The answer to that question might be to change either the top branch -the Wilpon’s, and/or the bottom branch- the team.

In January 2011 the choice of Alderson as a fiscally sound manager seemed to be clearer when the Wilpon’s asked for financial assistance by announcing that a 20-25% “non-controlling interest in the franchise” was for sale.

Then in February MVFoxOnline reported “the Mets’ admission that they took a loan from Major League Baseball in the amount of $10 billion.” Could a sale of the franchise be far behind? The Wilpon’s said “No.”Is selling percentages of the franchise and borrowing money the Wilpon’s attempt to solve its financial woes and to revive its brand of the organization?

That leaves the team most members of which have iron-clad contracts that allow them to continue pitching even when they can’t any more or to play the field even when they can’t run anymore.

Spring training is almost over and opening day is April 1 and just around the corner. A shake-up of the team’s structure is still under way.

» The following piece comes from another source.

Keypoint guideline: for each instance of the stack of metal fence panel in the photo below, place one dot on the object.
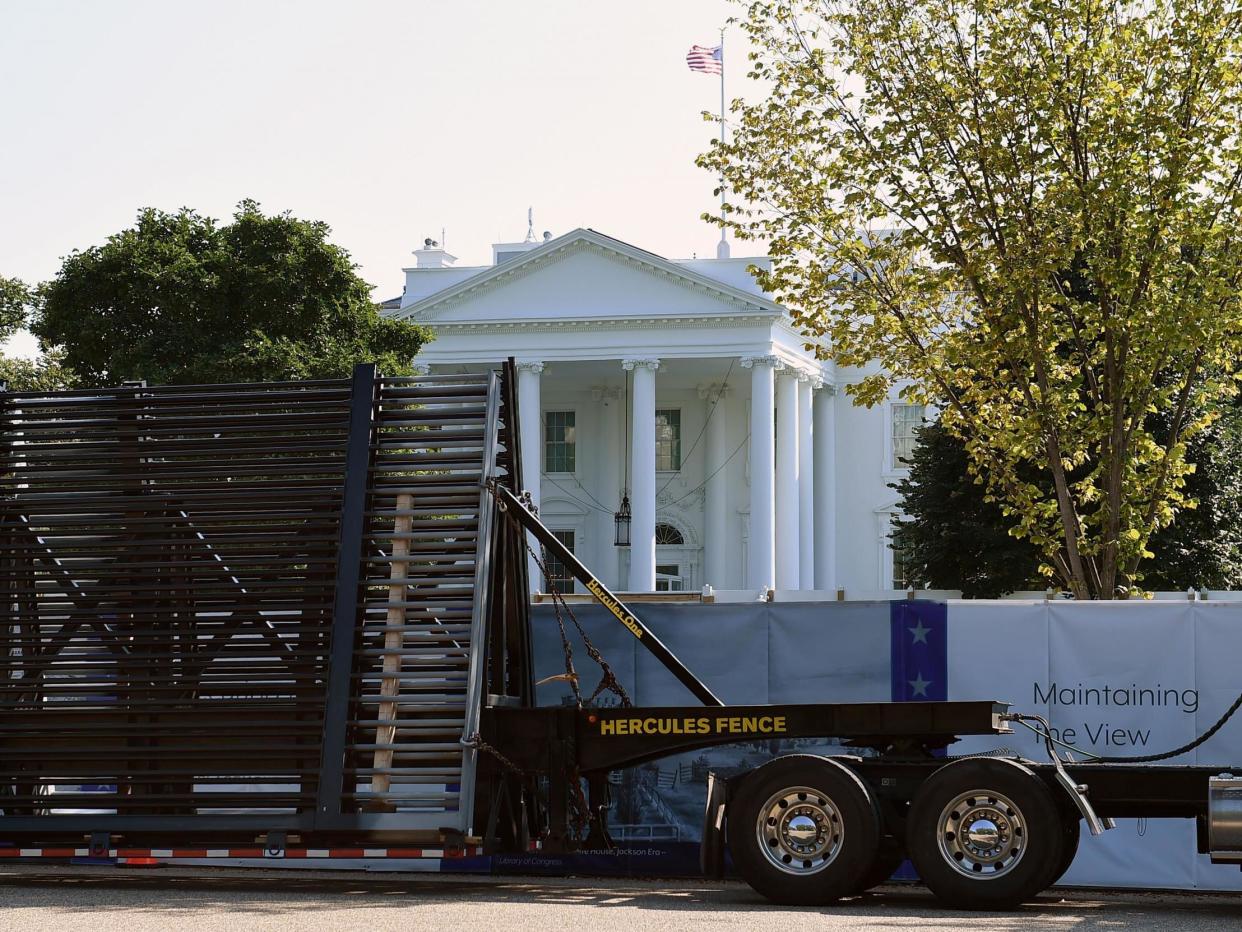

As is often the case in the Major Leagues, pitching is an on-going problem, although the youngsters Joh Niese and Chris Young show promise and seem healthy which is good!

R.A. Dickey at the ripe old age of 37 is still confusing batters with his knuckleball although in a recent less-than-good outing he described his knuckle ball as “grotesque” but on a good day it is brilliant.”

Johan Santana just turned 32 and according to Andy Martino of the Daily News “neither Santana nor the Mets knows when he will return, or if he will ever again resemble his former self” and his continued rehab is in doubt.

That leaves the “Triple P’s”, Bobby Parnell, Mike Pelfrey and Oliver Perez to possibly be the everyday pitchers along with Dickey and Niese, the erratic K-Rod, Pat Misch and Dillon Gee.

Several weeks ago Carlos Beltran and his agent finally agree that Beltran should move from center field to right field. Since then he has developed tendinitis in his “good” leg and has been moved to the DL.

According to a March 14 report on MetsOnline, Scott Hairston continues to show some pop –“hitting .407 [in spring training] through 27 at-bats — and if Beltran ends up missing significant time” Hairston could be of value in the outfield.

The outfield now seems reasonably certain with the wily Angel Pagan in center field being franked possibly by Hairston and Jason Bay who hopefully will have a resurgent year.

If David Wright and Jose Reyes also have a resurgent and injury free year, the “hot corner” looks good while Ike Davis at first seems to be getting better every year.

Josh Thole has proven that if he can coral Dickey’s sometimes grotesque knuckle ball and the more normal fast and curve balls. He is the Mets catcher of the future.

That leaves the second base position to be decided which at this time appears to be a bizarre version of the old Abbott and Costello routine of “what’s on second” with Brad Emaus, Justin Turner and Luis Hernandez leading the pack with Daniel Murphy as a runner-up.

From this group will come either the Mets or the mutts of the 2011 season in Flushing.